NHS trusts in England must monitor out-of-hours GP care more closely, says a watchdog carrying out a review prompted by the death of a 70-year-old patient.
David Gray died in February 2008 after a locum doctor from Germany mistakenly gave him an overdose of diamorphine.
In an interim report, the Care Quality Commission found primary care trusts may be failing to spot patient safety issues because of a lack of scrutiny.
Most GPs opted out of providing out-of-hours care in 2004.
Since then PCTs have been responsible for providing cover at nights and weekends and have often relied on private firms working under NHS contracts.
In June the CQC launched an investigation into the provision of out-of-hours services by Take Care Now, the company providing evening and weekend cover in East Cambridge and Fenland when Mr Gray died after being accidentally given 10 times the usual painkiller dose.
Dr Daniel Ubani, who was employed by Take Care Now through a locum agency to cover some out-of-hours shifts, was given a nine-month suspended sentence by German courts for causing death by negligence.
After visits to five PCTs which commission out-of-hours care from Take Care Now, the watchdog found trusts were failing to consistently and routinely look at the quality of care provided.
And variations between trusts in how the services are monitored suggest it could be a nationwide problem, it said.
PCTs must look far more closely at details like the quality of clinical decisions, the efficiency of call handling, the number of unfilled shifts and the proportion of shifts covered by non-local doctors, the watchdog warned.
'Scratching the surface'
CQC chief executive Cynthia Bower said: "Our visits to the five trusts that commission Take Care Now's services showed they are only scratching the surface in terms of how they are routinely monitoring the quality of out-of-hours services.

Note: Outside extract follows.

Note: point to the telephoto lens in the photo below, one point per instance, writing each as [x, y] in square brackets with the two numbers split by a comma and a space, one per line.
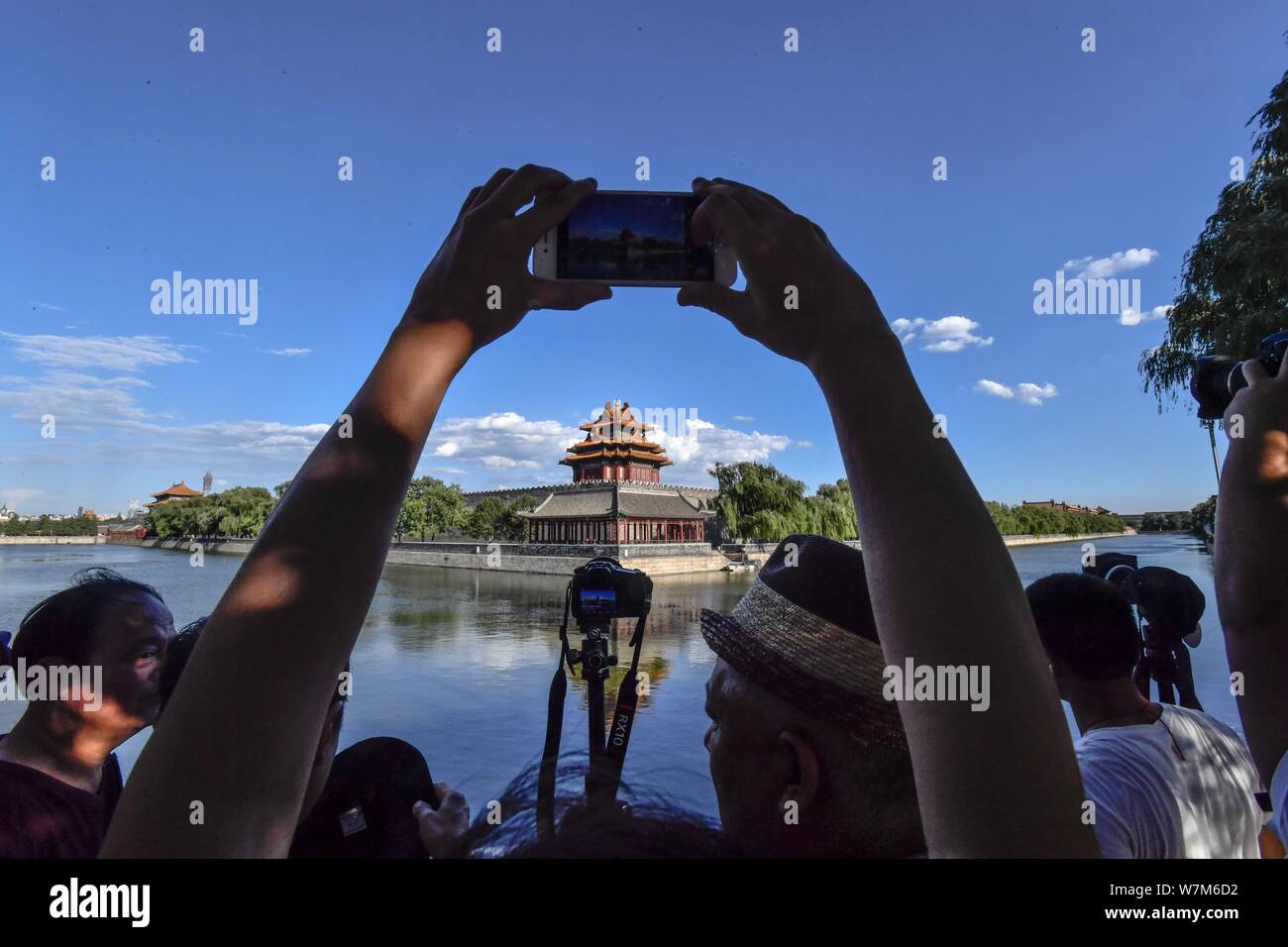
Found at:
[1218, 379]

"Although we are still in the early stages of our enquiries, we believe this may point towards a national problem."
Take Care Now has since withdrawn 100mg doses of diamorphine to prevent the same mistake happening again, the CQC found.
But it warned there were still issues with staffing problems and medicines management procedures.
David Cocks, chief executive of Take Care Now, said he welcomed the interim progress report and it would continue to work with the CQC in its investigation.
It is not the first time concerns have been raised about evening and weekend cover.
In 2007, a report into the death of journalist Penny Campbell found serious flaws in the out-of-hours system, which led to her dying of multiple organ failure after consulting eight doctors over four days.
An investigation criticised the actions of one private company, Camidoc, but also concluded there were weaknesses that needed to be addressed nationally.
Health minister Mike O'Brien said: "Patient safety is paramount and PCTs have a clear legal responsibility to provide safe, high quality out-of-hours care and are required to have in place robust performance management arrangements to ensure their out-of-hours services are delivering against contractual requirements.
"A failure to do so can result in investigation by the independent regulator and enforcement action by primary care trusts where providers are not meeting their contractual obligations."
Accountability call
Dr Laurence Buckman, chairman of the BMA's GPs Committee, said PCTs had a duty to ensure doctors were properly trained and that recruitment procedures were robust enough to ensure patient safety.
But he added many have been "too keen to cut costs at the expense of investing in a quality out-of-hours service".
Katherine Murphy, director of the Patients Association said the recommendations from the CQC were important but should not be necessary.
"Why do NHS managers need to be told that they should ensure out-of-hours care is safe?
"Where is the accountability for the managers that use taxpayers' money to employ unsuitable doctors, or pay agencies that do the same thing?"
David Stout, director of the Primary Care Trust Network, said: "All PCT boards should ensure their PCT have robust mechanisms in place to scrutinise the quality of out-of-hours care, with input from local clinicians."
The final report from the CQC is due early in 2010.